If you really want to understand how returning the primitive and/or reference differs performance-wise, you would need to enter a big scary grey zone of nuanced performance benchmarking. E.g. something like this test:
@BenchmarkMode(Mode.AverageTime)
@OutputTimeUnit(TimeUnit.NANOSECONDS)
@Warmup(iterations = 5, time = 1, timeUnit = TimeUnit.SECONDS)
@Measurement(iterations = 5, time = 1, timeUnit = TimeUnit.SECONDS)
@Fork(5)
public class PrimVsRef {
@Benchmark
public void prim() {
doPrim();
}
@Benchmark
public void ref() {
doRef();
}
@CompilerControl(CompilerControl.Mode.DONT_INLINE)
private int doPrim() {
return 42;
}
@CompilerControl(CompilerControl.Mode.DONT_INLINE)
private Object doRef() {
return this;
}
}
...which yields the same result for primitives and references:
Benchmark Mode Cnt Score Error Units
PrimVsRef.prim avgt 25 2.637 ± 0.017 ns/op
PrimVsRef.ref avgt 25 2.634 ± 0.005 ns/op
As I said above, these tests require following up on the reasons for the results.
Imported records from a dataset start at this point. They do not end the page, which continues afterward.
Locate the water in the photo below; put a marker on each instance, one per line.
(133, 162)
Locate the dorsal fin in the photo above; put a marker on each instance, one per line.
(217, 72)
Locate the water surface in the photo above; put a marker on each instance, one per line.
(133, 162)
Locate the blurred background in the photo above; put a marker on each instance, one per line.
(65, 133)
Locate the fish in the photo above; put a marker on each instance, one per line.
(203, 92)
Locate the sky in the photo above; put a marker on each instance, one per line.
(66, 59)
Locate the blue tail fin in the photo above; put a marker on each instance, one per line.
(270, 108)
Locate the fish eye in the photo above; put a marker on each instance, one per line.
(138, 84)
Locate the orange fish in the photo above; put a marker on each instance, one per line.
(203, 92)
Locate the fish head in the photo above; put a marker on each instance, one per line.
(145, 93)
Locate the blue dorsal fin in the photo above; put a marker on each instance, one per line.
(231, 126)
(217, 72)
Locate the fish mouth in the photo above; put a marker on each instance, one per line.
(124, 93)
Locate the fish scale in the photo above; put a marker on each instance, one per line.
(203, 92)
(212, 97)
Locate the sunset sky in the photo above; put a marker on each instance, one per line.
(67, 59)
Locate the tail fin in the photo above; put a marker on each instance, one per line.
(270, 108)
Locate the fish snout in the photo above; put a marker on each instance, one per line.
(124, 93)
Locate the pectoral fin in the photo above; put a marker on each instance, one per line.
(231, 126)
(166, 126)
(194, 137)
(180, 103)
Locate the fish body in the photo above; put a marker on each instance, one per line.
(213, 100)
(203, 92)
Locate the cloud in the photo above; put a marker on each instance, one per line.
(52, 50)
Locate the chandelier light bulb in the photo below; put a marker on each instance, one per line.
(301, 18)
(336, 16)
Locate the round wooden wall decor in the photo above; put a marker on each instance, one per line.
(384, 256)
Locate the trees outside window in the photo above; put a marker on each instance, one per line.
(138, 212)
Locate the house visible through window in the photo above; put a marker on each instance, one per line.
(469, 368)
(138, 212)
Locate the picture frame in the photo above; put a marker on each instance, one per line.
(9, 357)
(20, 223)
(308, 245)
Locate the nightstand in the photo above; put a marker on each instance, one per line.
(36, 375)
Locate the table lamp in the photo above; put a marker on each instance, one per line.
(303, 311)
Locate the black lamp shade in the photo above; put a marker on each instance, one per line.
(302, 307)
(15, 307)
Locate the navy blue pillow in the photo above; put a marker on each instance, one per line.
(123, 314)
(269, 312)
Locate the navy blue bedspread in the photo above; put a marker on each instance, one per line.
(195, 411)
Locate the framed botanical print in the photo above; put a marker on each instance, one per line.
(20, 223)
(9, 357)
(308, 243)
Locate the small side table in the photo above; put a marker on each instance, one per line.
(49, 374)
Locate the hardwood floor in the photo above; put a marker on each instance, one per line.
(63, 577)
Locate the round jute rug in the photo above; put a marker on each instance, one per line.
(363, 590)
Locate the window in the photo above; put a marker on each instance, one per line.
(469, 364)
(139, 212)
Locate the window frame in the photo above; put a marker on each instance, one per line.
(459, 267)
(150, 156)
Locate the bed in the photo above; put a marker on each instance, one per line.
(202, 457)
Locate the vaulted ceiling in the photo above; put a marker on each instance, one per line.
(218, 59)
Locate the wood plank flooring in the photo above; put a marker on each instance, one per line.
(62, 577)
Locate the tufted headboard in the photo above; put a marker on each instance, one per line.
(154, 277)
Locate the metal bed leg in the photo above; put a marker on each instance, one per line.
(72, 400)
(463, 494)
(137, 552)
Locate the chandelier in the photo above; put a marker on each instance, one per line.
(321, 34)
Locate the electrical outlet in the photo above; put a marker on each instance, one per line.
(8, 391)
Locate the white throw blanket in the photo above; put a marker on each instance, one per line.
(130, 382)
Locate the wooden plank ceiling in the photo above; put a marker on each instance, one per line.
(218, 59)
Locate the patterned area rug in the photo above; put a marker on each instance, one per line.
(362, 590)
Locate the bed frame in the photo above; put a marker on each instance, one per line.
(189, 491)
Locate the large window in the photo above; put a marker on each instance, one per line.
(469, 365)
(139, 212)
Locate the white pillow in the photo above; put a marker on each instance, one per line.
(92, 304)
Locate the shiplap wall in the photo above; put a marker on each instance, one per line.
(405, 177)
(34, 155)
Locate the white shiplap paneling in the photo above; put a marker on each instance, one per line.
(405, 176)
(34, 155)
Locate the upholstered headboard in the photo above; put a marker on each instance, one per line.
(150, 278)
In this case, the generated code for both is almost the same, and that explains the result.
prim:
[Verified Entry Point]
12.69% 1.81% 0x00007f5724aec100: mov %eax,-0x14000(%rsp)
0.90% 0.74% 0x00007f5724aec107: push %rbp
0.01% 0.01% 0x00007f5724aec108: sub $0x30,%rsp
12.23% 16.00% 0x00007f5724aec10c: mov $0x2a,%eax ; load "42"
0.95% 0.97% 0x00007f5724aec111: add $0x30,%rsp
0.02% 0x00007f5724aec115: pop %rbp
37.94% 54.70% 0x00007f5724aec116: test %eax,0x10d1aee4(%rip)
0.04% 0.02% 0x00007f5724aec11c: retq
ref:
[Verified Entry Point]
13.52% 1.45% 0x00007f1887e66700: mov %eax,-0x14000(%rsp)
0.60% 0.37% 0x00007f1887e66707: push %rbp
0.02% 0x00007f1887e66708: sub $0x30,%rsp
13.63% 16.91% 0x00007f1887e6670c: mov %rsi,%rax ; load "this"
0.50% 0.49% 0x00007f1887e6670f: add $0x30,%rsp
0.01% 0x00007f1887e66713: pop %rbp
39.18% 57.65% 0x00007f1887e66714: test %eax,0xe3e78e6(%rip)
0.02% 0x00007f1887e6671a: retq
[sarcasm] See how easy it is! [/sarcasm]
The pattern is: the simpler the question, the more you have to work out to make a plausible and reliable answer.